The article situates the rise of artificial intelligence therapists within a global mental-health crisis, where more than a billion people worldwide suffer from a mental-health condition and suicide is claiming hundreds of thousands of lives globally each year. Millions are already turning to large language model chatbots such as ChatGPT and Claude, or dedicated apps like Wysa and Woebot, for informal therapy. At the same time, researchers are probing artificial intelligence as a tool for monitoring behavior via wearables, analyzing clinical data, and assisting clinicians, even as real-world experiences reveal mixed outcomes, ranging from comfort and support to hallucinations, flattery, and alleged contributions to suicides. In October, Sam Altman disclosed that 0.15% of ChatGPT users “have conversations that include explicit indicators of potential suicidal planning or intent,” a figure that translates into roughly a million people sharing suicidal ideations with one system every week.
The piece frames this moment as an inflection point in which the “black box” of large language models is now interacting with the “black box” of the human mind, creating unpredictable feedback loops around diagnosis, distress, and care. It draws on three nonfiction books and one novel to explore this convergence. In Dr. Bot: Why Doctors Can Fail Us-and How Artificial Intelligence Could Save Lives, philosopher of medicine Charlotte Blease makes a cautiously optimistic case that artificial intelligence could ease collapsing health systems, reduce errors, and lower patients’ fear of judgment, particularly for mental-health conditions. Yet she stresses that upside must be balanced against inconsistent and even dangerous responses from artificial intelligence therapists, as well as privacy gaps because artificial intelligence companies are not bound by therapist confidentiality or HIPAA rules. Blease’s argument is informed by her own experiences with family illness and bereavement, which sharpen her appreciation of both medical brilliance and systemic failures.

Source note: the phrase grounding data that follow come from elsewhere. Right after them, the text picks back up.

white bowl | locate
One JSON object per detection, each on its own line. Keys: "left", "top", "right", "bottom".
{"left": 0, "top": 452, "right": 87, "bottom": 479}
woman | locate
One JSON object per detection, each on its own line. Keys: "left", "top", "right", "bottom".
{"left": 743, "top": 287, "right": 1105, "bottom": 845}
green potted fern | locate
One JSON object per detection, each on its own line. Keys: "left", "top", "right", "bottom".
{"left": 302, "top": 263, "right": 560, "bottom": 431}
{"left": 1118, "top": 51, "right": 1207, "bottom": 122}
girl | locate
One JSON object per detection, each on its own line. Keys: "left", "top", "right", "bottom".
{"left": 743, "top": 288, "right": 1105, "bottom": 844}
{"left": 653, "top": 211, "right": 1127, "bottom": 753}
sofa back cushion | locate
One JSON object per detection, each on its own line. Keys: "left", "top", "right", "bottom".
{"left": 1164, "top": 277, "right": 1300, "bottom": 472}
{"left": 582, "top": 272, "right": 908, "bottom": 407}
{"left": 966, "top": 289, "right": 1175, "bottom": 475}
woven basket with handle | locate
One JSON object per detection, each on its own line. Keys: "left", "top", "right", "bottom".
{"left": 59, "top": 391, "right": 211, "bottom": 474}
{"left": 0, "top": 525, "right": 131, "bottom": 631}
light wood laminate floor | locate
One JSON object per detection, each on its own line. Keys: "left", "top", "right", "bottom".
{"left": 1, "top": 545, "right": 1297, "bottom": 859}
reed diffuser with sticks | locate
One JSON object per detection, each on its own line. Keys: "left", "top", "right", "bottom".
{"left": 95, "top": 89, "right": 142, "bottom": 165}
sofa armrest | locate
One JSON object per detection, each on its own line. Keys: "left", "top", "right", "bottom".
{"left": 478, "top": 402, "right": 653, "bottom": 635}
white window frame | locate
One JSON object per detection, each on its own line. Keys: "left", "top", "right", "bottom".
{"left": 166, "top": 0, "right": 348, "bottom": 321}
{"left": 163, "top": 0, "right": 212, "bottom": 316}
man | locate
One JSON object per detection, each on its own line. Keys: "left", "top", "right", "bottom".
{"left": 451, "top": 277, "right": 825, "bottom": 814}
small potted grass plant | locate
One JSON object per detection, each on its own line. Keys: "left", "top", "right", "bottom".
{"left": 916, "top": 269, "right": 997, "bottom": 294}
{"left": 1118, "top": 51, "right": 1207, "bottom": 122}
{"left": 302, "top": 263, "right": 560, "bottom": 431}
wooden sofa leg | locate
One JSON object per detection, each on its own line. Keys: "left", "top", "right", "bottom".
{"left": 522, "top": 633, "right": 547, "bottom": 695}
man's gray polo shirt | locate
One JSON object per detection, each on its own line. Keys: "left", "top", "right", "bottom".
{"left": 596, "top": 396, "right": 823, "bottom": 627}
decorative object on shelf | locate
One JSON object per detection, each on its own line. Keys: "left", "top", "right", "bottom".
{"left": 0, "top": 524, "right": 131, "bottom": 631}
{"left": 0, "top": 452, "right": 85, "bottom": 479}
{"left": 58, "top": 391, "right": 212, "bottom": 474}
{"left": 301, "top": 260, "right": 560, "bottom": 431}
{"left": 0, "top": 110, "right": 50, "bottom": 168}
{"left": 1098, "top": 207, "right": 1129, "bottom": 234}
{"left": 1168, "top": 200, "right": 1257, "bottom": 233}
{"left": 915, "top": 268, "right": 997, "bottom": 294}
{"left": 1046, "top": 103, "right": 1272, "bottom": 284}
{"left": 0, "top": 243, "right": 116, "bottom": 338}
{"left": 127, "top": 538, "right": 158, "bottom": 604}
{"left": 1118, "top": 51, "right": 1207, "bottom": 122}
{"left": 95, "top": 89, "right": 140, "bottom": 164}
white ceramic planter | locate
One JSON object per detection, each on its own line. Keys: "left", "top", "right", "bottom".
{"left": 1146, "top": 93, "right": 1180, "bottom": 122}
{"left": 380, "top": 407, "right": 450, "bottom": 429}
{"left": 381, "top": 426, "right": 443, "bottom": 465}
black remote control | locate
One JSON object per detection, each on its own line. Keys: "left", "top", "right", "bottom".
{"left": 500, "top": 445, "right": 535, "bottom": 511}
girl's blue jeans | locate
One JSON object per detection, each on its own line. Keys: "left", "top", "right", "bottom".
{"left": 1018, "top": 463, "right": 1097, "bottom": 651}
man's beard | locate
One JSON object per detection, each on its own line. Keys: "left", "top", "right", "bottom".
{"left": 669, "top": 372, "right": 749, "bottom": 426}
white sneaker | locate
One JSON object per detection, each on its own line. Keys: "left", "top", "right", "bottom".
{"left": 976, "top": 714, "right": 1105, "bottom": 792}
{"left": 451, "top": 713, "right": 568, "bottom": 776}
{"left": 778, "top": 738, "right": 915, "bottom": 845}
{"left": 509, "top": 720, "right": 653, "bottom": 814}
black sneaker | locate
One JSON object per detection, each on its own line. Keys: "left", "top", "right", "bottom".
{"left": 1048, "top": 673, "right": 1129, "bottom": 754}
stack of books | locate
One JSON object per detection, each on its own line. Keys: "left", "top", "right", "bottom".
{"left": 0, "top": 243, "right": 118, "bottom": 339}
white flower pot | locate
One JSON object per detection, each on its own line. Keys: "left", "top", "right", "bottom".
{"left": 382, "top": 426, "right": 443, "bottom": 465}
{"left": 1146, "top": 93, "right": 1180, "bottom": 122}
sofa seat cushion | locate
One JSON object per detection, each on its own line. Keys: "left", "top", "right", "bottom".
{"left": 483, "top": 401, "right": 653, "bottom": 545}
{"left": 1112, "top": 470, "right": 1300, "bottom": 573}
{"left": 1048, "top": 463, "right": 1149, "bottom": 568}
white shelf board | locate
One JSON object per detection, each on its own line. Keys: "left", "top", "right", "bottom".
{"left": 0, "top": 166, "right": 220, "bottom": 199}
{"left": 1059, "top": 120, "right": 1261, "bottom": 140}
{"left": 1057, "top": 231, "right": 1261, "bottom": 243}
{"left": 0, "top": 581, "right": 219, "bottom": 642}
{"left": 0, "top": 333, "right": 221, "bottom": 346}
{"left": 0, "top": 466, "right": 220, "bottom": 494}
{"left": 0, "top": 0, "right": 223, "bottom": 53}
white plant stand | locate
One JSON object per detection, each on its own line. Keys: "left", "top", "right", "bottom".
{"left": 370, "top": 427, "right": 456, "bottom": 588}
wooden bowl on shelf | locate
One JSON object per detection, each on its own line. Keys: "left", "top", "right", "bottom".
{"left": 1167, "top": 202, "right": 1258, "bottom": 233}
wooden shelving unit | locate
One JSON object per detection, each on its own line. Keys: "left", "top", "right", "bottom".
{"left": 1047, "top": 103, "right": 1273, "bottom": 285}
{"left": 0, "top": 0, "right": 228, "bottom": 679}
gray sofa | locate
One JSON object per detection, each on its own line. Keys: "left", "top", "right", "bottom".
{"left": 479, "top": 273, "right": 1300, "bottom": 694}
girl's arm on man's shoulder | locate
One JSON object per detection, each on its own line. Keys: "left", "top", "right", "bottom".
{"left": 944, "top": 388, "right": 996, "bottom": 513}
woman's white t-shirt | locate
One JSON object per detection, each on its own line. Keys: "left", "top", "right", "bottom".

Daniel Oberhaus’s The Silicon Shrink: How Artificial Intelligence Made the World an Asylum takes a more skeptical tack, rooted in his sister’s suicide and his reflections on whether digital traces could have enabled a life-saving intervention. He examines “digital phenotyping,” in which granular behavioral data is mined for signs of distress, and warns that folding such data into psychiatric artificial intelligence risks amplifying a field already uncertain about the causes of mental illness. Oberhaus likens grafting precise behavioral data onto psychiatry to “grafting physics onto astrology,” and coins “swipe psychiatry” to describe outsourcing clinical judgment to large language models. He argues that reliance on these systems could erode human therapists’ skills and produce a new “algorithmic asylum,” where privacy, dignity, and agency are traded for pervasive surveillance and prediction.

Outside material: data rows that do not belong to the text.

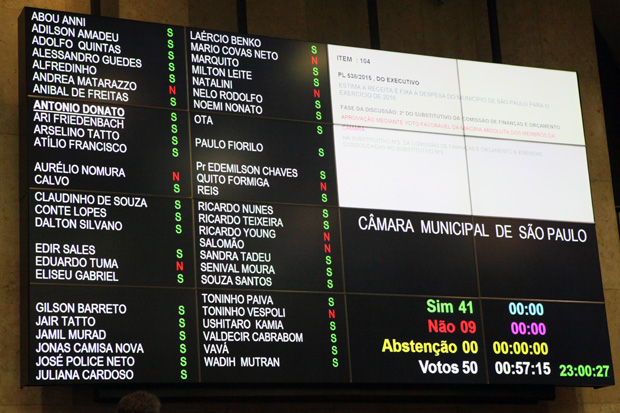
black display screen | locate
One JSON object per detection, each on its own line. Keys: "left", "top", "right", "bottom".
{"left": 20, "top": 7, "right": 614, "bottom": 387}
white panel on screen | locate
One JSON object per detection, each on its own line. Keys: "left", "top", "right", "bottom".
{"left": 334, "top": 124, "right": 471, "bottom": 214}
{"left": 328, "top": 45, "right": 463, "bottom": 135}
{"left": 466, "top": 137, "right": 594, "bottom": 222}
{"left": 457, "top": 60, "right": 585, "bottom": 145}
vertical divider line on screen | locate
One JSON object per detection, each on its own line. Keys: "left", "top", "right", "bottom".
{"left": 454, "top": 59, "right": 490, "bottom": 383}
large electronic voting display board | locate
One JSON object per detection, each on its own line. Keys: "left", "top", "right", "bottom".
{"left": 19, "top": 8, "right": 614, "bottom": 387}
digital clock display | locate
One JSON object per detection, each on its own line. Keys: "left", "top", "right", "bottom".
{"left": 20, "top": 7, "right": 614, "bottom": 388}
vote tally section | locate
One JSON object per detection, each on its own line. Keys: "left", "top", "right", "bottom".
{"left": 20, "top": 7, "right": 614, "bottom": 387}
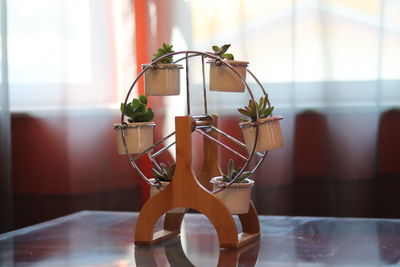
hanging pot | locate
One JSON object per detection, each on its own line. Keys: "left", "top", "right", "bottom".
{"left": 149, "top": 178, "right": 186, "bottom": 213}
{"left": 209, "top": 60, "right": 249, "bottom": 92}
{"left": 210, "top": 176, "right": 254, "bottom": 214}
{"left": 239, "top": 116, "right": 284, "bottom": 153}
{"left": 142, "top": 64, "right": 183, "bottom": 96}
{"left": 115, "top": 122, "right": 155, "bottom": 154}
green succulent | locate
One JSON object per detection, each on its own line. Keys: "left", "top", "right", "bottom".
{"left": 152, "top": 43, "right": 175, "bottom": 64}
{"left": 120, "top": 95, "right": 154, "bottom": 123}
{"left": 222, "top": 159, "right": 252, "bottom": 183}
{"left": 238, "top": 96, "right": 274, "bottom": 122}
{"left": 212, "top": 44, "right": 234, "bottom": 60}
{"left": 152, "top": 163, "right": 175, "bottom": 182}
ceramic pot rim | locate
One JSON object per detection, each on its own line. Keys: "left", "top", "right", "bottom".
{"left": 210, "top": 176, "right": 254, "bottom": 188}
{"left": 207, "top": 59, "right": 249, "bottom": 67}
{"left": 239, "top": 115, "right": 283, "bottom": 128}
{"left": 113, "top": 121, "right": 156, "bottom": 130}
{"left": 141, "top": 63, "right": 183, "bottom": 70}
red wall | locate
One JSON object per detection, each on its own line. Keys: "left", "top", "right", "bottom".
{"left": 12, "top": 112, "right": 140, "bottom": 196}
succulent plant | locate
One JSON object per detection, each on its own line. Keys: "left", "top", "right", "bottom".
{"left": 120, "top": 95, "right": 154, "bottom": 123}
{"left": 152, "top": 43, "right": 175, "bottom": 64}
{"left": 238, "top": 96, "right": 274, "bottom": 122}
{"left": 152, "top": 163, "right": 176, "bottom": 182}
{"left": 222, "top": 159, "right": 252, "bottom": 183}
{"left": 212, "top": 44, "right": 234, "bottom": 60}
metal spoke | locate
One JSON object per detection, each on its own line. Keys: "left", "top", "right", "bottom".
{"left": 185, "top": 52, "right": 190, "bottom": 115}
{"left": 210, "top": 125, "right": 247, "bottom": 148}
{"left": 131, "top": 131, "right": 175, "bottom": 162}
{"left": 148, "top": 153, "right": 161, "bottom": 171}
{"left": 151, "top": 141, "right": 176, "bottom": 158}
{"left": 201, "top": 55, "right": 208, "bottom": 114}
{"left": 131, "top": 161, "right": 153, "bottom": 186}
{"left": 195, "top": 129, "right": 247, "bottom": 160}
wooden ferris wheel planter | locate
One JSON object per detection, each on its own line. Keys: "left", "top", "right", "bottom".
{"left": 134, "top": 116, "right": 260, "bottom": 248}
{"left": 116, "top": 49, "right": 283, "bottom": 249}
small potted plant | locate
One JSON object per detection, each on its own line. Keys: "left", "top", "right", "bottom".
{"left": 210, "top": 159, "right": 254, "bottom": 214}
{"left": 149, "top": 163, "right": 186, "bottom": 213}
{"left": 208, "top": 44, "right": 249, "bottom": 92}
{"left": 238, "top": 95, "right": 284, "bottom": 153}
{"left": 142, "top": 43, "right": 182, "bottom": 96}
{"left": 114, "top": 95, "right": 155, "bottom": 154}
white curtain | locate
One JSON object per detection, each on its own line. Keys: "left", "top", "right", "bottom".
{"left": 0, "top": 0, "right": 13, "bottom": 233}
{"left": 6, "top": 0, "right": 137, "bottom": 195}
{"left": 8, "top": 0, "right": 135, "bottom": 111}
{"left": 151, "top": 0, "right": 400, "bottom": 185}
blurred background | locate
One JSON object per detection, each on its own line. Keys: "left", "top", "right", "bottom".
{"left": 1, "top": 0, "right": 400, "bottom": 234}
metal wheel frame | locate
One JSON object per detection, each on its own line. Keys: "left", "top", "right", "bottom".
{"left": 119, "top": 50, "right": 272, "bottom": 194}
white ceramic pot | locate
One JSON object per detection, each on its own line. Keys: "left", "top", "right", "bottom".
{"left": 210, "top": 176, "right": 254, "bottom": 214}
{"left": 142, "top": 64, "right": 182, "bottom": 96}
{"left": 149, "top": 178, "right": 186, "bottom": 213}
{"left": 115, "top": 122, "right": 155, "bottom": 154}
{"left": 209, "top": 60, "right": 249, "bottom": 92}
{"left": 240, "top": 116, "right": 284, "bottom": 153}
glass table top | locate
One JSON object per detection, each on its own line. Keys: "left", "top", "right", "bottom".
{"left": 1, "top": 211, "right": 399, "bottom": 266}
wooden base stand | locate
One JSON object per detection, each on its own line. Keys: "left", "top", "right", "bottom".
{"left": 134, "top": 116, "right": 260, "bottom": 249}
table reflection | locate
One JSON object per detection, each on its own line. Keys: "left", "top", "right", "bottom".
{"left": 258, "top": 216, "right": 400, "bottom": 265}
{"left": 134, "top": 236, "right": 260, "bottom": 267}
{"left": 0, "top": 211, "right": 399, "bottom": 266}
{"left": 378, "top": 221, "right": 400, "bottom": 264}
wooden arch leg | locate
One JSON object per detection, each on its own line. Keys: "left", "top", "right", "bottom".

Eoin Fullam’s Chatbot Therapy: A Critical Analysis of Artificial Intelligence Mental Health Treatment interrogates the capitalist logic behind automated care, warning that market incentives can sideline users’ interests even if therapy-bot makers do not deliberately act against them. Fullam highlights an economic ouroboros in which every therapeutic interaction generates data that fuels profit, so “the more the users benefit from the app in terms of its therapeutic or any other mental health intervention, the more they undergo exploitation.” This metaphor of self-consuming cycles carries into Sike, a novel by Fred Lunzer about a luxury artificial intelligence therapist embedded in smart glasses that monitors everything from bodily functions to social behavior. Priced at £2,000 per month, Sike caters to affluent users who effectively choose a boutique digital asylum, although the story focuses more on social scenes than systemic dystopia.

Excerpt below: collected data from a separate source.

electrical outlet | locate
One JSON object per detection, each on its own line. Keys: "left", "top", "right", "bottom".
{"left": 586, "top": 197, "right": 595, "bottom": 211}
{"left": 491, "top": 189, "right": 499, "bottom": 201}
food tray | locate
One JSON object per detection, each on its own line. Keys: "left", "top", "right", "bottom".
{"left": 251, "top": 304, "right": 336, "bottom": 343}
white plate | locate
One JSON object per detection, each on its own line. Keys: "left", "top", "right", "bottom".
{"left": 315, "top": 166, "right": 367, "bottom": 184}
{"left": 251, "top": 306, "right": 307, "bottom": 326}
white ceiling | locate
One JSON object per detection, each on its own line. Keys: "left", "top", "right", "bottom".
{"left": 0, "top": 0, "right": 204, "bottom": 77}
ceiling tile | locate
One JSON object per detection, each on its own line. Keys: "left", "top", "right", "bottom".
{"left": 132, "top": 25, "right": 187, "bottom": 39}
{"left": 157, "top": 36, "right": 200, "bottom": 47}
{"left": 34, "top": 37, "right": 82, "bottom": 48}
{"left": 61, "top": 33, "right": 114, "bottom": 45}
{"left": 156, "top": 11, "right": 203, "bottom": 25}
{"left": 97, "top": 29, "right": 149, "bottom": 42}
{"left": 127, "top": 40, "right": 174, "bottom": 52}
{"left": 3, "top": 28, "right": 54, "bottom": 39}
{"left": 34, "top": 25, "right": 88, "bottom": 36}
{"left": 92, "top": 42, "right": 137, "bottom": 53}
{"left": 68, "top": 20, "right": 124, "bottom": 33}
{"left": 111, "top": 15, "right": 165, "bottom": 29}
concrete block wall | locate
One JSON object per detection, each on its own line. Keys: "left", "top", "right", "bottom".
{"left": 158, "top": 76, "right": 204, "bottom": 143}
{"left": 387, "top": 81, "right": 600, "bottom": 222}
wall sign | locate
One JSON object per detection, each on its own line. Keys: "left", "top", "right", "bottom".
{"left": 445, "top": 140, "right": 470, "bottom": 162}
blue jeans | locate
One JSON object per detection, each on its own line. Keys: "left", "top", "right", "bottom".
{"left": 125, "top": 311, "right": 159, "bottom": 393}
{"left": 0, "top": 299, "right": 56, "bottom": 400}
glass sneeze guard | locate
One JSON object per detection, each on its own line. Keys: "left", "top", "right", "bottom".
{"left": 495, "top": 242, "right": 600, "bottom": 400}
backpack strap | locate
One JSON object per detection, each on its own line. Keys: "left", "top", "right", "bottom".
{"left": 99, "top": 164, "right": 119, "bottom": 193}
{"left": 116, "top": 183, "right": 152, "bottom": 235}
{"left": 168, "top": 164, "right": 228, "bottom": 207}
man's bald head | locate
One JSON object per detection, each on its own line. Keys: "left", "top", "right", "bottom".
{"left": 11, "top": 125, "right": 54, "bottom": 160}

The article places these contemporary works in a longer lineage of mental health and computing, recalling Carl Sagan’s imagined “network of computer psychotherapeutic terminals” and Frank Rosenblatt’s Perceptron, an early neural network created by a psychologist. It traces the roots of artificial intelligence psychotherapy back to Joseph Weizenbaum’s 1960s ELIZA chatbot and his later warnings that, even if computers can reach correct psychiatric judgments, they do so on bases no human should accept. Together, the books and historical precedents underscore a recurring tension: tools built with benevolent intent can be absorbed into systems that surveil, commodify, and subtly reshape human behavior. As artificial intelligence therapists scale up, the article suggests that, in the rush to open new doors for people in dire need of mental-health support, society may be quietly closing others behind them.